Der 1949 gegrÃ?ndete SÃ?dstaat ??i gia ??i Nam bestand im SÃ?den weiter, sein Regierungschef war zunÃ?chst der damalige Imperator B?o ??i . Nach der Stationierung so genannter militärischer Berater der USA in Südvietnam unter Präsident John F. Kennedy sahen die USA diesen Vorfall als Anlass für eine gewaltige Rüstungsgüter.

Damals nahmen die USA an, dass die Einschleppung von Nordvietnamesen, d.h. kommunistischen Kräften, das westwestlich ausgerichtete Süd-Vietnam kippen und auch zum Kommunisten werden könnte (Domino-Theorie). Seit 1965 gab es einen gezielten Luftangriff zwischen den USA und Nordvietnam. Die FNL (von den Amerikanern Vietkong genannt) kämpfte auf der einen und der FNL auf der anderen Straßenseite gegen 230.000 Parteianhänger und über 500.000 Mitglieder der nord vietnamesischen Armee.

In der Zeit vom 1. Juli bis zum 1. Juli 1969 verstarb Ho Chi Minh, Staatspräsident von Nordvietnam. Henry Kissinger und Lê ??c Th?, der Rechtsnachfolger von Ho Chi Minh, einigten sich am Samstag, den 27. Februar 1973 auf einen Waffenruhe. Dies beendete die unmittelbare Beteiligung der USA am Krieg, aber die Rüstungslieferungen nach Süd-Vietnam dauerten an. Der Nordvietnamese setzte den Krieg gegen Süd-Vietnam fort.

In Süd-Vietnam erwirtschaftete die People's Liberation Army weiterhin Profite.
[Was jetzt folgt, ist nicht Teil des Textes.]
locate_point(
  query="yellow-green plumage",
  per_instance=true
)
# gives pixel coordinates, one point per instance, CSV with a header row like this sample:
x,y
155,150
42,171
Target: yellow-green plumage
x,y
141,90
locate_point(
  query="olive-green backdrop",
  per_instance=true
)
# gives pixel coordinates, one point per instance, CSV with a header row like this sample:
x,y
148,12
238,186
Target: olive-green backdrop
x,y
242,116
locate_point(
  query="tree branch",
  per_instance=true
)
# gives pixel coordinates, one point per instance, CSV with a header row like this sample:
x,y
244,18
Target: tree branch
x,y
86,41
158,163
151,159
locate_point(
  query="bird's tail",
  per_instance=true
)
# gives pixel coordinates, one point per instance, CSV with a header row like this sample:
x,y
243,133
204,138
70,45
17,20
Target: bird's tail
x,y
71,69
In Saigon, am Stichtag des Stichtages, wurde Süd-Vietnam ohne Bedingungen aufgegeben. In Nord- und Süd-Vietnam wurden am zweiten Tag 1976 unter dem Titel Socialist Republic of Vietnam wiedervereinigt. Herausgeber, Hanoi 1999. Springen Sie auf die Seite von ? Erklärungstext der Konferenz von 1954 in Genf-Indochina. Publikationen der Fordham University FU NY New York, USA, auf die Seite von 2003. Springen Sie auf die Seite von 2003. 97... auf die Seite von 2005... auf die Seite von 2005... auf... und auf die Seite von 2005... auf.. auf.. auf.. auf.... auf die Seite. auf die Seite.